Ring-ditch, Woodlands, Co. Kildare
Co. Kildare |
Ritual/Ceremonial
In the townland of Woodlands in Co. Kildare, there is a monument that no longer exists in any physical sense, and arguably had not existed in any visible form for decades before it was finally erased entirely. What survives is a single aerial photograph, reference GB91.DX.09, showing the ghostly outline of a ring-ditch emerging from a cultivated field as a cropmark, the kind of faint circular shadow that ripening grain occasionally betrays when the soil beneath holds traces of an ancient ditch.
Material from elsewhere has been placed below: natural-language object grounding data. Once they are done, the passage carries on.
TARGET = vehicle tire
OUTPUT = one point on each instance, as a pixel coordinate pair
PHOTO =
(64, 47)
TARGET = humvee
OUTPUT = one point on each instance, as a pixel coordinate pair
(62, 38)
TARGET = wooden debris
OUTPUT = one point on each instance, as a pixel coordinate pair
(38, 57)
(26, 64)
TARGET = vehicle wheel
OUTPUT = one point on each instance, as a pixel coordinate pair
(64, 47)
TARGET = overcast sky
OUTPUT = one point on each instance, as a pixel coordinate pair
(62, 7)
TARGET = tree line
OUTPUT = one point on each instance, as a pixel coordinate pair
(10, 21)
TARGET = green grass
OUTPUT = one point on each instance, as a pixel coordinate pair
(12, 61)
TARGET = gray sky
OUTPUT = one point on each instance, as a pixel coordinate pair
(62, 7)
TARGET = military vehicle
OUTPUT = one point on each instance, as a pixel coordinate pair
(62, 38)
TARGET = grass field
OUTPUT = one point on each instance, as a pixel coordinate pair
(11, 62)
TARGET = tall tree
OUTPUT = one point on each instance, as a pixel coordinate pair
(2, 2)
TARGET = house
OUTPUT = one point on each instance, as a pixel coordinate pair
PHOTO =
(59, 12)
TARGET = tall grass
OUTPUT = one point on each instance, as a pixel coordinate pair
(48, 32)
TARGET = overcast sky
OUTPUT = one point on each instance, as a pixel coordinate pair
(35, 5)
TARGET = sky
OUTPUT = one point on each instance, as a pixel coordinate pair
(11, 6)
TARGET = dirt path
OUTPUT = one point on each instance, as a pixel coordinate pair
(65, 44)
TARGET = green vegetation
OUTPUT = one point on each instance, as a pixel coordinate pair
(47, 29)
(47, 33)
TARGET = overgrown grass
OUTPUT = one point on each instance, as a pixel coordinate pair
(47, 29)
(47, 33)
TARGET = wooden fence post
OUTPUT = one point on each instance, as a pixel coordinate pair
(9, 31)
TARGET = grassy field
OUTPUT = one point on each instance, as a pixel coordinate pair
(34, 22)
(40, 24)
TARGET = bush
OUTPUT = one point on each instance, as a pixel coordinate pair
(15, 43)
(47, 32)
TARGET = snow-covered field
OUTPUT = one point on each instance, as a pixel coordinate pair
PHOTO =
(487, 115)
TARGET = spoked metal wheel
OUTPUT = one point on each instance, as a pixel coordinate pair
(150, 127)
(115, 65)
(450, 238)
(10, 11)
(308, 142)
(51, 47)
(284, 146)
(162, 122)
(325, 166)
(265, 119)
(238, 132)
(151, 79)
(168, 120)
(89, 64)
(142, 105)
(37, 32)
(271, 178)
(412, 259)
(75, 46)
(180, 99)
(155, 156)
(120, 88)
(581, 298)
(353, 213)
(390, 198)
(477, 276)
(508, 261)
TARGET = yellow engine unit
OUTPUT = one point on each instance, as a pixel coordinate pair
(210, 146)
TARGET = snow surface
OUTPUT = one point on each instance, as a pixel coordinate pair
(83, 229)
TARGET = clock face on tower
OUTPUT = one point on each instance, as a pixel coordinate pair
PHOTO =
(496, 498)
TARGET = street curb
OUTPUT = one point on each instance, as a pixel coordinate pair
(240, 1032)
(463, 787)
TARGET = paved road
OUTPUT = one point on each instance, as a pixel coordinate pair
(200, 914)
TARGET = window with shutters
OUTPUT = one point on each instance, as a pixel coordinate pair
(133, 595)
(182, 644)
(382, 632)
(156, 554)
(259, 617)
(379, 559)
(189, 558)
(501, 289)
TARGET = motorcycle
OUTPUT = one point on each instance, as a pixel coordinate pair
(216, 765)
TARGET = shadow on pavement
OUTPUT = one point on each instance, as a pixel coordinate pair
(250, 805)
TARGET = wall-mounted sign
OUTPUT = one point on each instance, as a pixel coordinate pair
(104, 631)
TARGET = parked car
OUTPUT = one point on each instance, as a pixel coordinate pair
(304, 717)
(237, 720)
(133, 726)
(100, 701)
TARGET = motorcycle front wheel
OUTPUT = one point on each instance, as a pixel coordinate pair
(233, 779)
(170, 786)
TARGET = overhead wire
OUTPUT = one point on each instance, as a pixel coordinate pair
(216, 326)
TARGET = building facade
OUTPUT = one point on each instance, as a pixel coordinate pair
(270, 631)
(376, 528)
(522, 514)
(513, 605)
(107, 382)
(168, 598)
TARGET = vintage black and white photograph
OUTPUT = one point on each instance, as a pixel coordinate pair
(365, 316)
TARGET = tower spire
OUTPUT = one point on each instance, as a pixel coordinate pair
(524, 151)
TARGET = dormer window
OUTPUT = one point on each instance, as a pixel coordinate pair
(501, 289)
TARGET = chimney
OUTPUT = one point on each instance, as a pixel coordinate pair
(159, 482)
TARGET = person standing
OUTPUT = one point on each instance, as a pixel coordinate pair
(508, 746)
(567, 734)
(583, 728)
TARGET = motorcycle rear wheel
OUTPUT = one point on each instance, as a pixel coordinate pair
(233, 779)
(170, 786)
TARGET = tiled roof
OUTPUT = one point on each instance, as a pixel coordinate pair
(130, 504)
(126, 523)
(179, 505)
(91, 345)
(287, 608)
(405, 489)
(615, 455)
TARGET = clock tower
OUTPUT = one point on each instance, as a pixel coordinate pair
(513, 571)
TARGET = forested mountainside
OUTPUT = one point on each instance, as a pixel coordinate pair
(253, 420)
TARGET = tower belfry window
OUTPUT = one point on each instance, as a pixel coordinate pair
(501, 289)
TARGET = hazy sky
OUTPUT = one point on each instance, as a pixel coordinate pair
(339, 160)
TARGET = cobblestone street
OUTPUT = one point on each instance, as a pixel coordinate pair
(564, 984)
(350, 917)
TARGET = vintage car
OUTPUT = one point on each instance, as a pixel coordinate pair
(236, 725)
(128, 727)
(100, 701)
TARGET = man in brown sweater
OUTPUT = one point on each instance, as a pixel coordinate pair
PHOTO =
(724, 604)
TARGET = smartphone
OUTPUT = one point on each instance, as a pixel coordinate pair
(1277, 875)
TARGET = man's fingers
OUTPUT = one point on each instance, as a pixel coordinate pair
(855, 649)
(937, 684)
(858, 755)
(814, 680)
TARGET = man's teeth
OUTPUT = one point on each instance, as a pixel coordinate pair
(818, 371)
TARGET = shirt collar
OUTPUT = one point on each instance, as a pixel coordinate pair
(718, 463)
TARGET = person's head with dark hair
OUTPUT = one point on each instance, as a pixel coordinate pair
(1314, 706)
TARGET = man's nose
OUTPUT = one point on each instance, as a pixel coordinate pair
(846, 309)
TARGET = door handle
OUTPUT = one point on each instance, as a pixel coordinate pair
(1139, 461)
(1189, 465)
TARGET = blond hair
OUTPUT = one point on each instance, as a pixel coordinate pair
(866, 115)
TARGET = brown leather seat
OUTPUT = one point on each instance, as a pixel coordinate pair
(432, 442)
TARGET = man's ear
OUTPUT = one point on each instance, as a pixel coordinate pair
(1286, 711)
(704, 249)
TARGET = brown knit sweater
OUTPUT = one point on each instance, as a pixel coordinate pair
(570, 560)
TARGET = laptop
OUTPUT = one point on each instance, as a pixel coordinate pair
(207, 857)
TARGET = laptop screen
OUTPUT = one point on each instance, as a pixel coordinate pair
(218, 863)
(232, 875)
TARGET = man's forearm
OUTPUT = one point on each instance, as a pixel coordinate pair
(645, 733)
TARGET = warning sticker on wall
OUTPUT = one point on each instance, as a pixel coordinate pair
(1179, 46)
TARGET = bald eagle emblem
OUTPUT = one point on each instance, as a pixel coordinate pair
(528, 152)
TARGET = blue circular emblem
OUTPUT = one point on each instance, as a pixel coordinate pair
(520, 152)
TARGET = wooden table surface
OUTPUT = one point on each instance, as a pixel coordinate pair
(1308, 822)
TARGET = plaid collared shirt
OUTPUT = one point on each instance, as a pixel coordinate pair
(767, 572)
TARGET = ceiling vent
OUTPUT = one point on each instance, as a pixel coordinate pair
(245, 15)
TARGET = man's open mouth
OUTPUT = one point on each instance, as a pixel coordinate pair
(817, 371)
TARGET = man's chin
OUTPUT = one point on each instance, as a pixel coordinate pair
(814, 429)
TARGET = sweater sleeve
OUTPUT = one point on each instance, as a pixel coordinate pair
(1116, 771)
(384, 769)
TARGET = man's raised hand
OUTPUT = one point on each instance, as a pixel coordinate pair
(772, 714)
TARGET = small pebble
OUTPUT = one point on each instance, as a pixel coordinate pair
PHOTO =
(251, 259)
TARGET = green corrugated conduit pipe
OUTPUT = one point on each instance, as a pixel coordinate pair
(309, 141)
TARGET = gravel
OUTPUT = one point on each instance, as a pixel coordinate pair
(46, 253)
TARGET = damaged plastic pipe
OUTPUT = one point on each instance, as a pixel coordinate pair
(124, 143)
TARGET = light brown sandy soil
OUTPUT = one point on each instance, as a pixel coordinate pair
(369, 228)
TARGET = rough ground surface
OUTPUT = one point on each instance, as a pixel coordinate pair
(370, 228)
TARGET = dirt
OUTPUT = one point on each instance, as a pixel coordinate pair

A ring-ditch is generally understood to be the buried remnant of a circular trench, often all that remains of a Bronze Age funerary mound after centuries of agricultural levelling have removed the raised earthwork above it. This particular example was identified in 1991 by Dr. Gillian Barrett during an aerial photographic survey. The photograph captured not just the ring-ditch but also a curvilinear enclosure immediately to its east, the two monuments lying in close proximity in what had already, by that point, become a ploughed-flat landscape. Neither feature was visible at ground level; both had been reduced to subsoil traces readable only from the air, under the right conditions of crop growth and light.
Sometime between 2000 and 2005, quarrying activity destroyed both monuments entirely. Whatever stratigraphic information the buried ditches might have held, whatever finds or organic material might have been preserved within them, is now gone. What remains is the 1991 photograph and the record it generated, a document of something that was already barely there when the camera caught it.